A crowd of Buddhists gathered at the Japanese American National Museum in Little Tokyo, Los Angeles, on Saturday morning in support of demonstrations across the United States protesting police brutality and systemic racism toward the black community. The event was organized by a conglomeration of Buddhist monastics behind the banner “Buddhists for Black Lives Matter.”
By 10am on 13 June, some 200 people had arrived at the museum’s courtyard, many of them carrying placards that expressed Buddhist and anti-racist messages. After listening to an opening prayer, the crowd set out on a meditative walk, which took the participants past the Los Angeles Police Department (LAPD) headquarters and onward to end at Los Angeles City Hall.
The US saw its third weekend of countrywide protests following the murder of George Floyd, an unarmed black man who died at the hands of the Minneapolis police on 25 May. The killing, which was captured on video and caused an widespread public outrage when the footage went viral, has galvanized a global anti-racism movement.

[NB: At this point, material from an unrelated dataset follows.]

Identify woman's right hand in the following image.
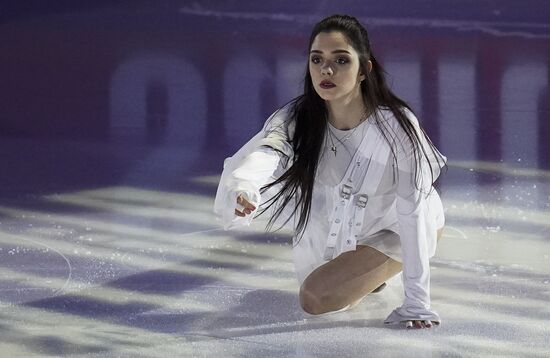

Since then, protests have taken place in several countries, denouncing state-sanctioned violence against black communities, including in Australia, Belgium, Brazil, Canada, Denmark, England, France, Germany, Hong Kong, Hungary, Italy, Japan, Poland, Portugal, Scotland, Senegal, South Korea, Spain, Sweden, Switzerland, and Turkey.
George Floyd is just one of many black Americans to die at the hands of law enforcement personnel. Only a couple of months earlier, on 13 March, Breonna Taylor was fatally shot inside her own apartment by Louisville Metro Police. More recently, Rayshard Brooks was shot by Atlanta police while running away from them. According to the Mapping Police Violence database, more than 1,000 unarmed people died as a result of police brutality from 2013–19, and approximately a third of these individuals were black. (USNews)
Widespread calls to defund and reform the police have already had a nationwide impact. The municipalities of Minneapolis, Washington, DC, Chicago, and Denver, among others, have banned the use of chokeholds, which is what police used on Floyd. Carotid control holds—restraint techniques used to slow blood flow to the brain—have been banned by the Aurora Police Department in Michigan, as well as in Phoenix. Responding to mounting public pressure, prosecutors have upgraded the charges against the four officers involved in the killing of Floyd, and the FBI has launched an investigation into the death of Breonna Taylor.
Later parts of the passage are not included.